And who need national institutions when you have international institutions to take care of you? No offense to Asali, but it's not exactly impressive when you've been handed everything you've ever needed to succeed from birth and your only obligation is not to screw it up. But as he goes on to admit, the Palestinians have done exactly that.
"Every serious study of the Palestinian economy has noted the deeply onerous effects of the restrictions of the Israeli occupation. Without them, there is no question that Palestinians would be faring better....During the first Intifada that began 1987 and the second that began in 2000, education among Palestinians was significantly disrupted and has not yet fully recovered."We see this style of rewriting history a lot among Palestinian supporters. The intifadas "began" or "started" like tidal waves or maybe rockslides. They just sort of "happened," nobody started them! And if somebody did start them, it certainly wasn't us! We're always the victims, haven't you gotten the memo? So anyway after complaining about the occupation some more (ignoring the Palestinian refusal to end it) he moves on to Palestinian politics and then we have this:
"Over the past 30 years, the rise of religious fanaticism in some parts of Palestinian society, mirroring that in the broader Arab world as well as among Jewish Israelis, has also undermined healthy social, cultural and educational attitudes. However, such fanaticism does not define the Palestinian mainstream or essential national culture. To the contrary, most Palestinians, while devout and socially conservative, remain essentially secular and fundamentally worldly."Uh huh. Yeah, it wasn't just the Palestinians who became fundamentalists! Lots of people did, so it's no big deal right? Of course, it's not just "some parts" of Palestinian society when Hamas not only won the election, they also enjoy the support of 4 out of 5 Palestinians. So as much as Mr. Asali would like to compare his people to Israel, to do so he would have to lie. Sorry.

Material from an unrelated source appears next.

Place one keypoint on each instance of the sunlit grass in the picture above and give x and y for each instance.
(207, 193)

So let's not linger, so we'll finish with his usual whine fest:
"Palestinians are no better or worse than any other group of human beings. They've reacted to a series of harsh developments over the past century much as any other group of people probably would have. As long as they remain without a country in which they can be first class citizens, this will continue to hamper their economic viability and stunt the development of their society and institutions. Palestinians deserve the opportunity they've been denied for so long, to build their own state and develop their culture in independence and freedom."Sounds good. You just let me know when they are ready to stop complaining and killing and start actually working for peace, okay? Until then, stick to the Huffington Post.